Viennent ensuite les différents actes qui forment la tragédie en elle-même : l'arrivée des picadors, l'intervention des banderillos et enfin le travail du torero.

Bien que née dans une région de tradition taurine, je n'ai jamais couru les corridas. Non pas que je sois contre ce genre de spectacles, mais ils m'ont toujours laissée relativement indifférente. L'ouvrage d'Ernest Hemingway m'a donc permis de découvrir un univers qui m'était presque inconnu jusque-là.
Ce qui m'a particulièrement frappée, c'est la charge que l'auteur assène à ce qu'il nomme la corrida décadente. Dans ce livre, écrit en 1938 1932, l'auteur ne cesse de critiquer la nouvelle corrida : elle est pour lui un spectacle "tape à l'œil, abusant d'effets stylistiques et de procédés peu glorieux. Il regrette le temps où les toreros prenaient des risques réels, où les taureaux étaient de vraies bêtes sauvages.
À le lire, on peut comprendre les attaques des anti-corrida, puisqu'insidieusement, le combat entre l'homme et la bête s'est transformé en simulacre.

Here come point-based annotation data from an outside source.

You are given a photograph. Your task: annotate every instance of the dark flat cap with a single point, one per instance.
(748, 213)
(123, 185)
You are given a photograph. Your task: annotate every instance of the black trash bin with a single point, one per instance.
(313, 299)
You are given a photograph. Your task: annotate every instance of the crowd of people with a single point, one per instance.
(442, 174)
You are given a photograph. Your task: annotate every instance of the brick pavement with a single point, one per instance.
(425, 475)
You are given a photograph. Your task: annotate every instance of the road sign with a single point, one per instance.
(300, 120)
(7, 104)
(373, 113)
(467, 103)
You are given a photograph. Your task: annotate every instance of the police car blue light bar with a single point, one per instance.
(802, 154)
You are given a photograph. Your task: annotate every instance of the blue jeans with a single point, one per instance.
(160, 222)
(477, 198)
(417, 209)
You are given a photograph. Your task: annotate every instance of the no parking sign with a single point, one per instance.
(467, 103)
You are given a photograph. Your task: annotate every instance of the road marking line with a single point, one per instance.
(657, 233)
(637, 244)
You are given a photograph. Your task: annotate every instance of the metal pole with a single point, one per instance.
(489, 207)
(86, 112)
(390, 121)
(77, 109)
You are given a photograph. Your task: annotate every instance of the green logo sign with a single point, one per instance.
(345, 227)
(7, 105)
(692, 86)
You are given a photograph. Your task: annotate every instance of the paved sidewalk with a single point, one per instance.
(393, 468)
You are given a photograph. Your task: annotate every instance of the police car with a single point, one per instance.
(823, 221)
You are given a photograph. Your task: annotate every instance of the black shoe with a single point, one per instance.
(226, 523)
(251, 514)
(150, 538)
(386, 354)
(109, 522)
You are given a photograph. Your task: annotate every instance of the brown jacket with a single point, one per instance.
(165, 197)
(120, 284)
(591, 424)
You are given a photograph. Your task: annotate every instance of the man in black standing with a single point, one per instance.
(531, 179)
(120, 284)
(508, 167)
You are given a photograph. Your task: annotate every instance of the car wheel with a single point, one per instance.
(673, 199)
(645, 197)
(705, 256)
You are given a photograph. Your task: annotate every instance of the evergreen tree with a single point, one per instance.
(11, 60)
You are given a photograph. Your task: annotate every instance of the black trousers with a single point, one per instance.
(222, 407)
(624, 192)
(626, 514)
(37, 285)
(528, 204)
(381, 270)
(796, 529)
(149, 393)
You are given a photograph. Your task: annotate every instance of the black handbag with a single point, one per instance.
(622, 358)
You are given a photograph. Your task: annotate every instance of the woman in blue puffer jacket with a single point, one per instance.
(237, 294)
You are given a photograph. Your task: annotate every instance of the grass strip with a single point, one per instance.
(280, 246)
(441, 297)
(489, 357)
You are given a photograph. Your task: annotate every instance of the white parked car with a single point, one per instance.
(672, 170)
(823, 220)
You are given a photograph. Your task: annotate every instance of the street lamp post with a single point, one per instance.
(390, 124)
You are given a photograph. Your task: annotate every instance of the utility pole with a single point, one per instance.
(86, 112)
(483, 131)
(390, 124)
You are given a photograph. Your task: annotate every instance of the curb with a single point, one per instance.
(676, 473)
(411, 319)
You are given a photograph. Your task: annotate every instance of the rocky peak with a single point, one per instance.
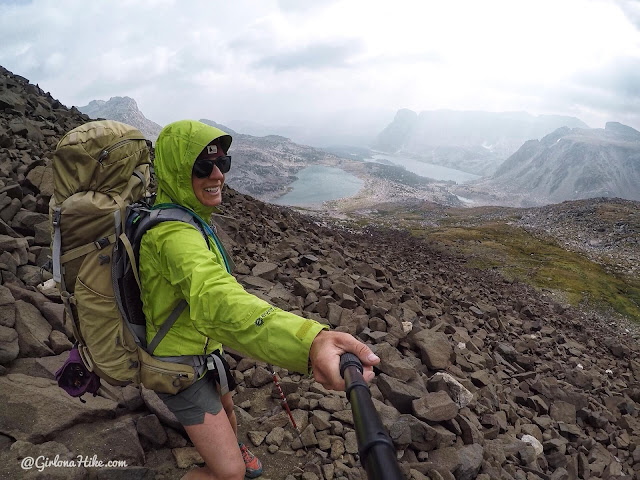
(621, 129)
(122, 109)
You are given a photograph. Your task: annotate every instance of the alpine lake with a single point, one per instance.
(319, 183)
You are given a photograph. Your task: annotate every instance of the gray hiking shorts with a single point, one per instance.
(190, 405)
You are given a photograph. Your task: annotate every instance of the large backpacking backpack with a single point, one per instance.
(101, 171)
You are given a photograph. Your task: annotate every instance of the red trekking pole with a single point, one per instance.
(286, 405)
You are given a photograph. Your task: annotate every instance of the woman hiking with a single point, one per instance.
(176, 263)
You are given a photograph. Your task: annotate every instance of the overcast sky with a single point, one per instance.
(282, 62)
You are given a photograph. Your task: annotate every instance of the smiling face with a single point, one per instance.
(208, 190)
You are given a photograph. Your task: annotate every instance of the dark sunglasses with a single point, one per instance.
(203, 167)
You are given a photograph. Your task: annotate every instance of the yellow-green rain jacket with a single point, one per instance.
(176, 264)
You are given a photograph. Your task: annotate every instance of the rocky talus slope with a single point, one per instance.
(479, 378)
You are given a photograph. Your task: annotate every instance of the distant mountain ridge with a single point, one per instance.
(472, 141)
(573, 164)
(123, 109)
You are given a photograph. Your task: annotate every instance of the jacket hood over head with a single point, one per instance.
(177, 148)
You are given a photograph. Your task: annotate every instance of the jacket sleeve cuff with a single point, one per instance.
(311, 330)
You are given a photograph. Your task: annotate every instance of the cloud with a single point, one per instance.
(312, 57)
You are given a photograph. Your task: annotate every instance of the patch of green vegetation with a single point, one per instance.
(544, 264)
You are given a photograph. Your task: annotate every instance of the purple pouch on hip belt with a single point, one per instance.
(74, 378)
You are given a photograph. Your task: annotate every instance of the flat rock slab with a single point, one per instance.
(36, 408)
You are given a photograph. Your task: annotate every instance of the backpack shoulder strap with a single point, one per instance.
(140, 219)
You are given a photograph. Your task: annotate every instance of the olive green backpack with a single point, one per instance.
(101, 172)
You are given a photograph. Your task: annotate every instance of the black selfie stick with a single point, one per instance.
(377, 452)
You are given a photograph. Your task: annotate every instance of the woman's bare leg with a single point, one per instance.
(216, 441)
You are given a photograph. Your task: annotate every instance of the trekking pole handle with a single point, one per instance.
(375, 447)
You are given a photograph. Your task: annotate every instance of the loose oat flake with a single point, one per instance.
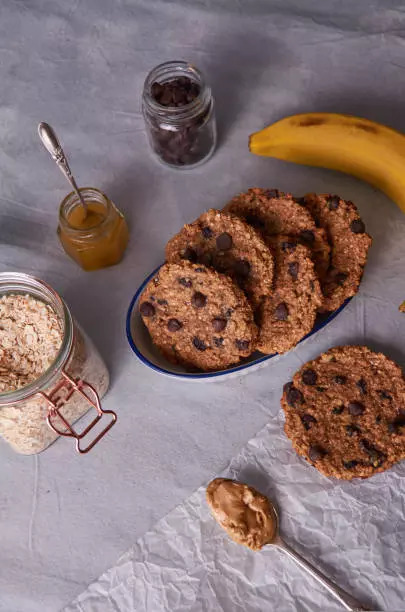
(30, 338)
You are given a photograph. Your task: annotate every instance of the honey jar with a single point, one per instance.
(97, 237)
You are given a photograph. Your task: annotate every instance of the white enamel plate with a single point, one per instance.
(143, 347)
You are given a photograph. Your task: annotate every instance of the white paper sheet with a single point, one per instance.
(354, 531)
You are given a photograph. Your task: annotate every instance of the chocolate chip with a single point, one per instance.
(309, 377)
(307, 236)
(308, 420)
(293, 395)
(384, 394)
(293, 269)
(147, 309)
(357, 226)
(288, 246)
(316, 452)
(281, 312)
(198, 300)
(219, 324)
(242, 345)
(174, 325)
(199, 344)
(190, 255)
(185, 282)
(340, 278)
(362, 385)
(207, 232)
(206, 259)
(350, 464)
(287, 387)
(224, 242)
(333, 202)
(242, 268)
(175, 92)
(352, 429)
(255, 221)
(356, 408)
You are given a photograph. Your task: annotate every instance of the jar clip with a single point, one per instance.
(56, 402)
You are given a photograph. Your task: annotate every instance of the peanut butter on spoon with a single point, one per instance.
(250, 518)
(244, 513)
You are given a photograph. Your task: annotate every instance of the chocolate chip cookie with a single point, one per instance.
(290, 312)
(227, 244)
(271, 212)
(345, 412)
(197, 317)
(349, 246)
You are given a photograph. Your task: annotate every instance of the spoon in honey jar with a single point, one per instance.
(52, 144)
(251, 519)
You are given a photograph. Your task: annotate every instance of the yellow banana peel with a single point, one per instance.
(363, 148)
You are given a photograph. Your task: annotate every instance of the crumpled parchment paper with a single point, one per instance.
(353, 531)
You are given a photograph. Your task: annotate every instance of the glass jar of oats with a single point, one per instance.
(50, 372)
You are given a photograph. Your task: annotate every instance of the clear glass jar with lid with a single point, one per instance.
(35, 415)
(94, 239)
(178, 108)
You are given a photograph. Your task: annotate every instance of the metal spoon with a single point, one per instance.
(52, 144)
(347, 601)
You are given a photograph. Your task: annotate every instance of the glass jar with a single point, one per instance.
(94, 240)
(31, 418)
(182, 136)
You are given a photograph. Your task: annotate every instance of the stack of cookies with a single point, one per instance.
(254, 276)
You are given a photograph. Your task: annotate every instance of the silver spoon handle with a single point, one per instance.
(52, 144)
(347, 601)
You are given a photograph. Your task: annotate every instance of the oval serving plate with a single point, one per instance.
(143, 347)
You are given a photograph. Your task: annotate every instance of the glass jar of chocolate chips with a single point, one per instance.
(178, 108)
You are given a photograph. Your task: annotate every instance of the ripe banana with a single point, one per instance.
(368, 150)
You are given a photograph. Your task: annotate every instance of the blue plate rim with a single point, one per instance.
(202, 375)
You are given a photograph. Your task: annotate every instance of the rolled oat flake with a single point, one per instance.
(50, 372)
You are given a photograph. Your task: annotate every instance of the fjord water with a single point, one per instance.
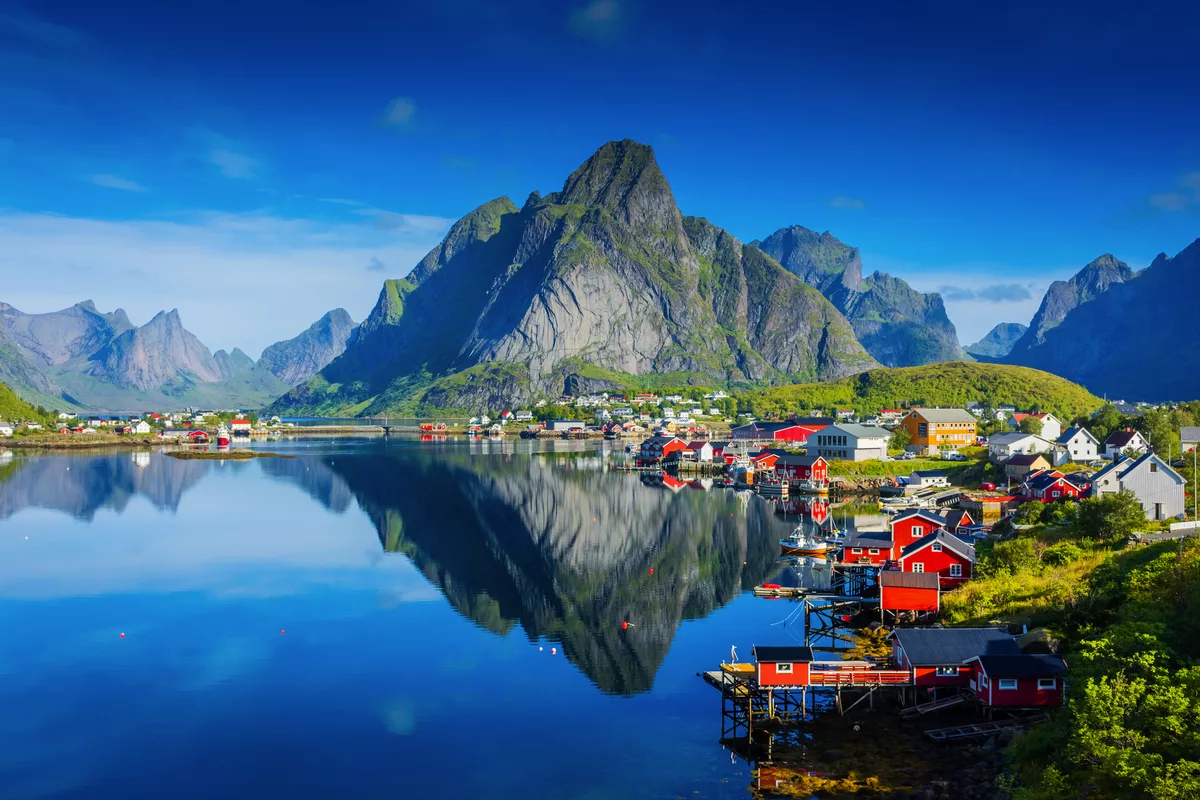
(372, 619)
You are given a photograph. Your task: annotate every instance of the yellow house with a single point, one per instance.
(930, 429)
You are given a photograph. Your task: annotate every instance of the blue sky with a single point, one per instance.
(154, 155)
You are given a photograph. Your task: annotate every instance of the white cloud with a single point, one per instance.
(843, 202)
(600, 20)
(114, 181)
(400, 114)
(276, 275)
(234, 164)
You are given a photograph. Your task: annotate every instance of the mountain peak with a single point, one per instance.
(624, 179)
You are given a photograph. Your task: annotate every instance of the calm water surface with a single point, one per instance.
(372, 620)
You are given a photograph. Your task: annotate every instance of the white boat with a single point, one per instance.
(801, 543)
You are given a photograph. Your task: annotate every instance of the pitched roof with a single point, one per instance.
(777, 654)
(945, 414)
(1120, 438)
(935, 647)
(946, 540)
(898, 579)
(1021, 666)
(1071, 433)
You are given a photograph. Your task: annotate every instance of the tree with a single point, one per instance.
(1113, 516)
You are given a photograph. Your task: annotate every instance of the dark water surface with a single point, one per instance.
(372, 620)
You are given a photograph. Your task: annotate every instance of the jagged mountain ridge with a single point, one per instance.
(1063, 296)
(82, 358)
(897, 324)
(600, 280)
(999, 341)
(1126, 341)
(298, 359)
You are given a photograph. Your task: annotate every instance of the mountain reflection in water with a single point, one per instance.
(552, 542)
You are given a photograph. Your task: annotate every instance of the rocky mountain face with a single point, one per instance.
(298, 359)
(999, 341)
(603, 280)
(897, 324)
(1062, 296)
(1126, 338)
(83, 358)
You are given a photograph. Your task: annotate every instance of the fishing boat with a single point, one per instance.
(801, 543)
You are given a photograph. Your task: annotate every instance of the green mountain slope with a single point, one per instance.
(605, 275)
(947, 384)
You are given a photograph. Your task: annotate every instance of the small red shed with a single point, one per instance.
(783, 666)
(1023, 680)
(941, 553)
(909, 591)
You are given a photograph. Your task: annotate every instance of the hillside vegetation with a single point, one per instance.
(946, 384)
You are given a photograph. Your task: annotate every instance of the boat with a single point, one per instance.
(801, 543)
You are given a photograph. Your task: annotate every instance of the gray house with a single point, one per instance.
(1158, 487)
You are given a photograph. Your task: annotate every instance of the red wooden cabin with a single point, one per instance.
(909, 591)
(1023, 680)
(942, 553)
(786, 666)
(936, 656)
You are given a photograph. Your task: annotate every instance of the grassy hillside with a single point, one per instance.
(13, 408)
(947, 384)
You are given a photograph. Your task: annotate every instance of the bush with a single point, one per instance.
(1061, 554)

Par contre, il m'a été difficile parfois de suivre tous les propos de l'auteur quand celui-ci s'évertue à présenter les toreros célèbres au moment de la rédaction de cet ouvrage.
Si je comprends bien les raisons qui l'ont poussé à une telle minutie, pour moi, lectrice néophyte du 21ème siècle, ces portraits successifs m'ont paru abstraits et indigestes.

Mais Ernest Hemingway ne se contente pas ici d'écrire sur la corrida. Certains passages, notamment quand il évoque l'élevage taurin, sont de très belles visites picaresques des hauts-lieux de la tauromachie : Madrid bien sûr, mais aussi Cordoue, Valence, l'Andalousie etc....
Ernest Hemingway en profite aussi pour livrer ses souvenirs, dans une sorte de confidence avec son lecteur : afin que son ouvrage paraisse moins indigeste, il fait régulièrement intervenir une vieille dame. Ses interventions, en plus de casser un rythme un peu "universitaire", sont souvent à l'origine de passages irrésistibles. Ainsi, Ernest Hemingway se moque avec beaucoup de verve de certains de ses contemporains :

N'oublions pas cela : tous les mauvais écrivains sont amoureux du ton épique.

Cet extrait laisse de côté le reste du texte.